Complete all items before accepting real user data. Items marked with a legal or compliance tag require external review.

  • Infrastructure
  • Production domain configured with DNS pointing to Netlify; HTTPS enforced via HSTS with max-age=31536000
  • Fly.io production app deployed; min_machines = 0 confirmed; max_machines = 10 set for burst capacity
  • Neon production database provisioned; connection pooler URL tested; migrations applied clean on main branch
  • All secrets stored in GitHub Actions Secrets and Fly.io secrets; no credentials in code or committed .env files
  • Cloudflare R2 bucket created with private ACL; presigned URL generation tested end-to-end
  • Upstash Redis instance provisioned; rate limiting middleware tested and confirmed blocking at threshold
  • CI / CD
  • All three GitHub Actions workflows (ci.yml, preview.yml, deploy.yml) passing on a test PR and merge
  • Post-deploy smoke tests hitting at least: health endpoint, auth flow, DB read, DB write
  • Rollback procedure tested: deploy an intentionally broken image, confirm failure detection, execute rollback, confirm recovery
  • Dependabot enabled on the repo with weekly schedule for both npm and Docker base image
  • Security
  • Content Security Policy header validated with CSP Evaluator; no unsafe-inline or unsafe-eval
  • All API endpoints authenticated; no unauthenticated routes expose PII
  • SQL injection test suite passing; no raw string interpolation in query builder
  • Database row-level security policies verified on child_data schema
  • Penetration test or security review completed (even informal — OWASP Top 10 checklist minimum)

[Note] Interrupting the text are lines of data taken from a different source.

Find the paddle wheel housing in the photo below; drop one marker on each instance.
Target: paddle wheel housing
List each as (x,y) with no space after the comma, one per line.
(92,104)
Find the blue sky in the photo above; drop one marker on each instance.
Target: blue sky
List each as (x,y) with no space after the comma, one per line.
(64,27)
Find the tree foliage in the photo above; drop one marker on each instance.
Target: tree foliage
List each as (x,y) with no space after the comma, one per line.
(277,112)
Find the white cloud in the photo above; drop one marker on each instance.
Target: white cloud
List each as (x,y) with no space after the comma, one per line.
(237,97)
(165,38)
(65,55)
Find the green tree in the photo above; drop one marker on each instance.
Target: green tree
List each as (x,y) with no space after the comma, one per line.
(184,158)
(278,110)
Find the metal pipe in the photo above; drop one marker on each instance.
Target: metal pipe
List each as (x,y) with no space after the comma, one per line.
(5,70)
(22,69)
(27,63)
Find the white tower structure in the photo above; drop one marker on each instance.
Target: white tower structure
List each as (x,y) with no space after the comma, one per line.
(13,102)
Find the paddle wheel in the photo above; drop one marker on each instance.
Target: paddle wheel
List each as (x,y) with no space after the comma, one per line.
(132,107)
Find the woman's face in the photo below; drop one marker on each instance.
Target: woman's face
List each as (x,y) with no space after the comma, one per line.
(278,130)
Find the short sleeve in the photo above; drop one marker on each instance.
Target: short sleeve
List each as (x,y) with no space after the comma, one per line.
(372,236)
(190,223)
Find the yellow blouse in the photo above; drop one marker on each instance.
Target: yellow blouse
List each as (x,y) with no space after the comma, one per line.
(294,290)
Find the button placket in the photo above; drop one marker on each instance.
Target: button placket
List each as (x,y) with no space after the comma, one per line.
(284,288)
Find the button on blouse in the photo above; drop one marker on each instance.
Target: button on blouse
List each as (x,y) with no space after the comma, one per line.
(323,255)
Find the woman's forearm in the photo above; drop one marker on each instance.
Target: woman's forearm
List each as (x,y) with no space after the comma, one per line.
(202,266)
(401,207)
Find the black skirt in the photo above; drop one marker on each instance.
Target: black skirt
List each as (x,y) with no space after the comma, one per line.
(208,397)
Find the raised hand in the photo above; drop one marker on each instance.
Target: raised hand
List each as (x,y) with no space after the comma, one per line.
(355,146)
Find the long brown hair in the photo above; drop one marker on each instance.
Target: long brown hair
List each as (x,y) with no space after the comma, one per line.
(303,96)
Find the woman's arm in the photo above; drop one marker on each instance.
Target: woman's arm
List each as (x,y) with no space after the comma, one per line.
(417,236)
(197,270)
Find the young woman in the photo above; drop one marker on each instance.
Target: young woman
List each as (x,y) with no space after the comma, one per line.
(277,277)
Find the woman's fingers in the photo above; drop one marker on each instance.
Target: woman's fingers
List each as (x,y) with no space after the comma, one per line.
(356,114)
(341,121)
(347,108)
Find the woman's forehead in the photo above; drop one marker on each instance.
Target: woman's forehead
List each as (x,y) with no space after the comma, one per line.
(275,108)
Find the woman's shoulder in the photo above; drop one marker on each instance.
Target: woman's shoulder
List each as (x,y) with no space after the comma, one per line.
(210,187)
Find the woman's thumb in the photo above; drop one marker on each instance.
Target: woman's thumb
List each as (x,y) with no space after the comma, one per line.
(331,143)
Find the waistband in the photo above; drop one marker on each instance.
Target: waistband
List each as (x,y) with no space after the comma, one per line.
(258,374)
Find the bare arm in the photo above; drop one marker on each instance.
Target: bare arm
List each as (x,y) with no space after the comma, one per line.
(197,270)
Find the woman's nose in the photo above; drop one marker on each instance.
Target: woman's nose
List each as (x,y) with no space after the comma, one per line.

  • COPPA / Legal Requires Attorney Review
  • Age gate implemented and tested: users under 13 are blocked from completing profile until parental consent is verified
  • Parental consent email flow tested end-to-end: token generation, email delivery, consent recording, account activation
  • COPPA-compliant privacy notice published — written for parent audience, reviewed by privacy counsel
  • Data deletion mechanism implemented: parent can request deletion of all child data via a documented process; deletion confirmed within 10 business days
  • No third-party analytics, tracking pixels, or session recording active on any page reachable by a child account
  • Terms of Service and Privacy Policy finalized and linked from footer, registration flow, and cookie banner
  • Monitoring
  • Sentry initialized in both frontend and API; test error captured and visible in dashboard
  • Uptime monitoring configured for api.onesummer.com/health and onesummer.com; SMS/Slack alert tested
  • Logtail log drain connected to Fly.io; structured logs visible with request ID correlation
  • Daily DB backup cron job enabled and first backup confirmed in R2 storage
  • Disaster Recovery
  • Neon PITR confirmed working: restored staging to a point 1 hour prior; application loaded correctly
  • Runbook for all failure scenarios reviewed and accessible to all team members (not just the person who wrote it)
  • Emergency contact list current: Neon support, Fly.io support, domain registrar, privacy counsel
🌞
Target: Launch by January 15

To capture the full Feb–May peak season, all checklist items must be complete and the system load-tested before January 15. Use Neon branching and Fly.io preview apps to iterate rapidly on staging without risk to production. The architecture is designed to stay out of your way so you can focus on the product.